I have a table of parent-child relationships, and for a list of nodes (let's call them "roots"), I want to see which ones have one (or more) parents with some characteristic (let's call it "bad").
I can write a recursive CTE to find all parent nodes, and then compare them against a list of bad nodes. However, this is slow, as a node can have very many parents, and I am not really interested in finding all of them. I only need to know if some parent is bad. I would like to stop the recursion for a particular root when a bad parent is found.

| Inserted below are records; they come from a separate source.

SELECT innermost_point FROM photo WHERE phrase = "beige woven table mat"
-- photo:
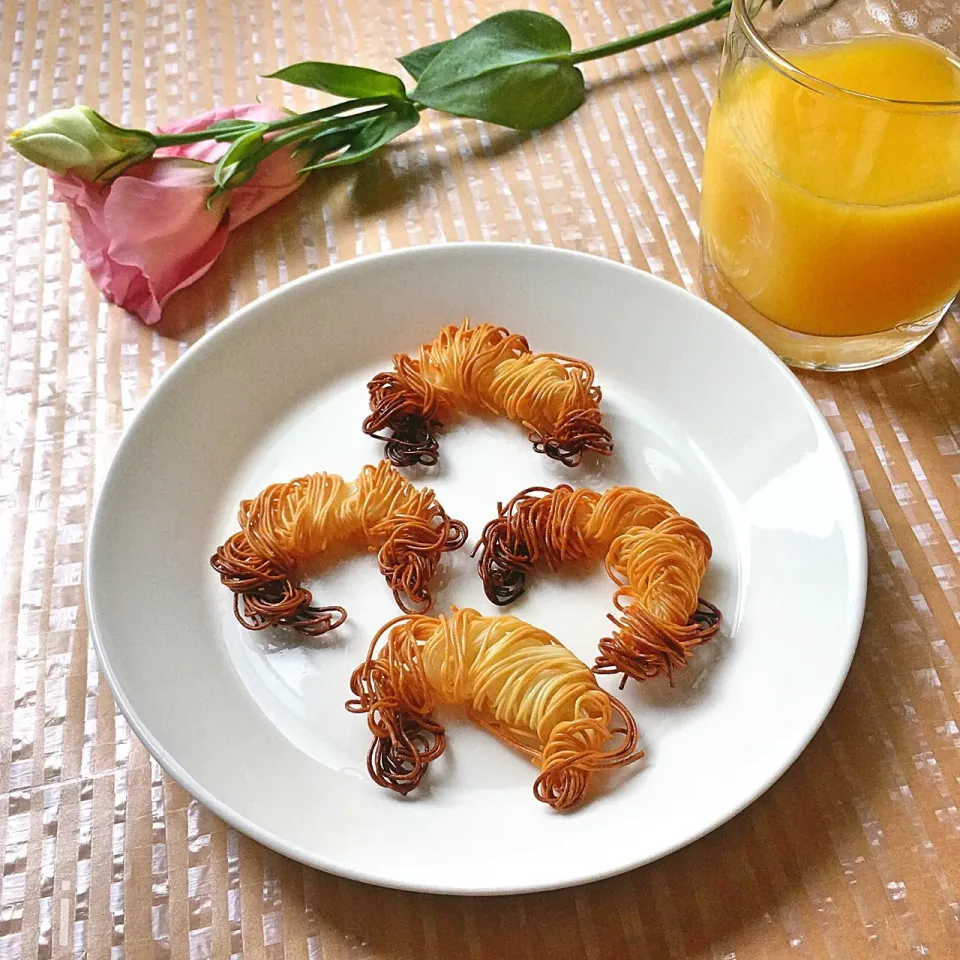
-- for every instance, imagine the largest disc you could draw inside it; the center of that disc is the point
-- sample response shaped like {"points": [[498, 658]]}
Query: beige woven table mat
{"points": [[854, 853]]}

Here is a mock-up of what the query could look like:
with recursive_table (root, level, path, current_node) as (
select root = node, level = 0, path = 'root', current_node = node
from seed_nodes
UNION ALL
select o.root, level + 1, CONCAT(e.parent, '/', o.path), e.parent
from structure e
inner join recursive_table o
on o.current_node = e.child
-- it is possible to stop searching this particular branch if we pass a bad node
and o.node not in (
select b.node
from bad_node_list b
)
-- it is NOT possible to stop investigating a particular root if any bad node is found
and o.root not in (
select oo.root
from recursive_table oo
join bad_node_list b
on oo.current_node = b.node
where o.root = oo.root
)
)
select *
from seed_nodes a
outer apply (
select top 1 current_node
from recursive_table b
join bad_node_list c
on b.current_node = c.node
where a.node = b.root
) b
As the code in the comments say, it is possible to stop searching in a branch when a bad node is found. But it is not possible to stop searching the root altogether when the first bad node is found. SQL Server will give the error "Recursive member of a common table expression 'recursive_table' has multiple recursive references."
Is there any way around this? (I know that SQL server tries to disallow some other functions, like aggregate functions, but that it's possible to get around that and still use them.)
Is there any way to access the other branches in a recursive function? No.
Recursion in SQL Server is implemented so that this is not possible. Additionally, recursion actually happens depth-first, and not breadth-first (as the syntax of SQL recursion might have you believe).
It is possible to rewrite this as an actual breadth-first search, by using a loop, and include the condition to stop searches when the first bad node is found.
For my particular set of data, this did not improve performance, and was instead around 50% more time-consuming (15 minutes instead of 10 minutes).